Read All About It in the Los Angeles Herald, 23 February 1875

by Paul R. Spitzzeri

Perusing the pages of 1870s Los Angeles newspapers as part of the “Read All About It” series of posts, we learn a great deal about the history of the region in ways not generally available otherwise and today’s post covering the 23 February 1875 edition of the Los Angeles Herald provides plenty of information of an area at the peak of the area’s first development boom, which began in the late Sixties.

The paper, owned by a company of which F.P.F. Temple was treasurer and Mayor Prudent Beaudry, a major Los Angeles developer, was president, decided that “The Event of To-Day” was the long-promoted auction of land at the new townsite of Artesia. The brainchild of the Los Angeles Immigration and Land Cooperative Association, whose officers later in the year founded the town of Pomona, Artesia was heavily promoted in the Angel City press with the Herald observing,

The great Artesia land sale commences to-day and will continue for three days. We have given all the information to be had relative to this, and can add nothing more that will be of benefit to contemplated purchasers beyond the assurance that the gentlemen who are cutting up this large tract into small lots are among our first [finest] citizens.

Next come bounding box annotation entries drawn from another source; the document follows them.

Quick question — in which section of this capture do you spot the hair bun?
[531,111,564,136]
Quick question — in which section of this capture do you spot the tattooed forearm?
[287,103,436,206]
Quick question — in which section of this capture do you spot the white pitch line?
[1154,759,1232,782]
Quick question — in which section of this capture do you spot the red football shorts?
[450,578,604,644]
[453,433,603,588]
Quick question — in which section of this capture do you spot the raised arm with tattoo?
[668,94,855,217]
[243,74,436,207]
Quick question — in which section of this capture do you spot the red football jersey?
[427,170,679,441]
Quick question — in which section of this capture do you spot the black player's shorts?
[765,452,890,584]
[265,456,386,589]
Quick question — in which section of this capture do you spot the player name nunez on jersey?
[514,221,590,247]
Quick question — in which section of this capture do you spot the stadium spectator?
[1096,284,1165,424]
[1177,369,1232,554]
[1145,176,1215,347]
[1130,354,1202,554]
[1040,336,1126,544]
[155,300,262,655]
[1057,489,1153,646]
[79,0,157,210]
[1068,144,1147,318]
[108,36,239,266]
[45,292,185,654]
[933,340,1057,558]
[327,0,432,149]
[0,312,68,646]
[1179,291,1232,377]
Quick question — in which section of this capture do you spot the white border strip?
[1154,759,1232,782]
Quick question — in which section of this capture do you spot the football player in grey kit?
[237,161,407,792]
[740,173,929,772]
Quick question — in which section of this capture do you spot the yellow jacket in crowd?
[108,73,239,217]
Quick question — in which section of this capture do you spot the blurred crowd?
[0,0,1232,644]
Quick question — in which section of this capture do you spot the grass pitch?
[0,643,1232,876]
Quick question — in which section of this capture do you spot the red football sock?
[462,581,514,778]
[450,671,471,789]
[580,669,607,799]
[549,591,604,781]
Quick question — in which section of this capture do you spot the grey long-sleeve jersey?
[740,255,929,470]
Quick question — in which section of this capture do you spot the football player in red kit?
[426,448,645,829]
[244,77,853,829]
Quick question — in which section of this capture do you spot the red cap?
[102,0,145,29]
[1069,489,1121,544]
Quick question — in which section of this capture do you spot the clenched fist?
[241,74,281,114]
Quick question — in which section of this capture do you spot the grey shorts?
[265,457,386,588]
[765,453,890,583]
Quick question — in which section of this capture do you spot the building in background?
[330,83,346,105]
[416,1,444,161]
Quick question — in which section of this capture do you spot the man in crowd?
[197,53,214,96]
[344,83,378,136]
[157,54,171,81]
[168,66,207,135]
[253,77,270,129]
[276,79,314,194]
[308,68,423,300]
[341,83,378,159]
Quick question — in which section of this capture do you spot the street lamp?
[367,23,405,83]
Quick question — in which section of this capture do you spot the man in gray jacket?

Those founders, whose surnames of Garey, Gibbs, Gordon, McComas and Thomas will be familiar to those who know Pomona, purportedly wanting anyone investigating Artesia to be well informed of its location, quality of soil and irrigation potential. Moreover, the paper noted, they offered free transportation to the site and “afforded every facility for a full and thorough examination” of it. The name, of course, referred to the abundant supply of water from artesian wells and which “adds greatly to the value” of a community expected to “soon settle up.”

Another major cooperative real estate development venture of the time was Centinela, in which Temple was heavily invested as president of the company launching the enterprise, and which, after a February auction, was subject to a second sale on 12 April and to continue for five days. Embracing the ranchos Centinela and Sausal Redondo, the townsite was described much as the promoters of Artesia hyped it.

In an editorial page piece titled “Advance in Real Estate,” the Herald brushed aside concerns about the boom and expressed abundant enthusiasm and complete confidence in the region’s future growth:

A correspondence asserts that we are riding on the crest of a panic wave. We should not know what this means did he not follow it with the assurance that real estate in and about Los Angeles is held at an exhorbitant [sic] figure and sold at a fictitious valuation. We are not so confident as our correspondent that a collapse in real estate prices must come at an early day. We doubt if it will come at all.

The paper continued that the past two years included a doubling of local land valuations and that, in 1873, “there were plenty of people who did not buy land because they thought prices were too high and would soon come down.” This did not happen and, yet, naysayers a year prior proclaimed that “the pinnacle is reached and the reaction is at hand.”

To these doubters, the Herald asserted that the peak wasn’t even a year off and cited an example of property of Main Street across from the Temple Block, the center of the Angel City’s commercial district, that, three months before, was offered for $300 per frontage feet and just sold for $500. The paper added that “this for bare land does not look as though we had touched high water mark” and, as desirable as such commercial property was, “land all over and all around this city has been steadily advancing for the last three years.”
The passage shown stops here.